13 pagesPublished: December 18, 2015

Abstract

In this paper the problem of recognition of patient's intent to move hand prosthesis is addressed. The proposed method is based on recognition of electromiographic (EMG) and mechanomiographic (MMG) biosignals using a multiclassifier system (MCS) working with dynamic ensemble selection (DES) scheme and original concept of competence function. The competence measure is based on relating the response of the classifier with the decision profile of a test object which is evaluated using K nearest objects from the validation set (static mode). Additionally, feedback information coming from bioprosthesis sensors on the correct/incorrect classification is applied to the adjustment of the combining mechanism during MCS operation through adaptive tuning competences of base classifiers depending on their decisions (dynamic mode). Experimental investigations using real data concerning the recognition of five types of grasping movements and computer-simulated procedure of generating feedback signals are performed.

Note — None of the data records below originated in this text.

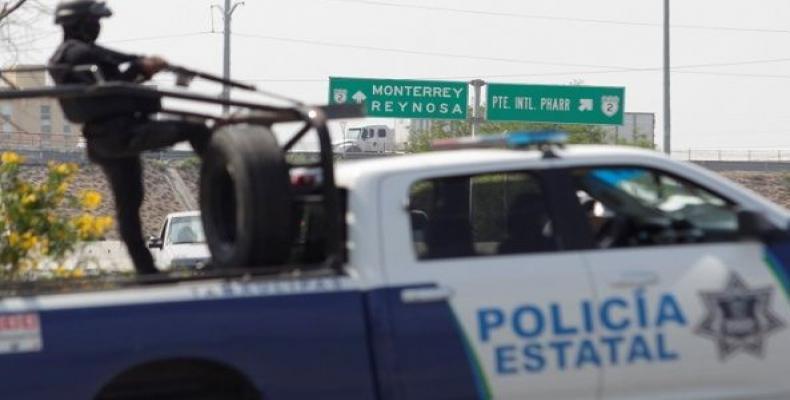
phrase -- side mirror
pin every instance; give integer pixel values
(154, 242)
(753, 224)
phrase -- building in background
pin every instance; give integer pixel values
(35, 124)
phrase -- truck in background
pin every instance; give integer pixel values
(370, 139)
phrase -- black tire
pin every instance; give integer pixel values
(246, 199)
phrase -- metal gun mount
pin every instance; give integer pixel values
(315, 118)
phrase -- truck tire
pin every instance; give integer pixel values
(246, 199)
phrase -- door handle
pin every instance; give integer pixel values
(636, 279)
(425, 295)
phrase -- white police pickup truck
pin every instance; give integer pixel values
(552, 273)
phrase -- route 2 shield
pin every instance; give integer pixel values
(610, 105)
(340, 96)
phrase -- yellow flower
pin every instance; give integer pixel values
(9, 157)
(90, 199)
(29, 240)
(13, 239)
(62, 169)
(29, 199)
(84, 224)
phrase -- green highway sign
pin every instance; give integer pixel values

The performance of MCS with the proposed competence measure is experimentally compared against 5 state-of-art MCS's in static mode and furthermore the MCS system developed is evaluated with respect to the effectiveness of the procedure of tuning competence. The results obtained indicate that the modification of competence of base classifiers during the working phase essentially improves performance of the MCS system. The system developed achieved the highest classification accuracy demonstrating the potential of MCS with feedback signals from prosthesis sensors for the control of bioprosthetic hand.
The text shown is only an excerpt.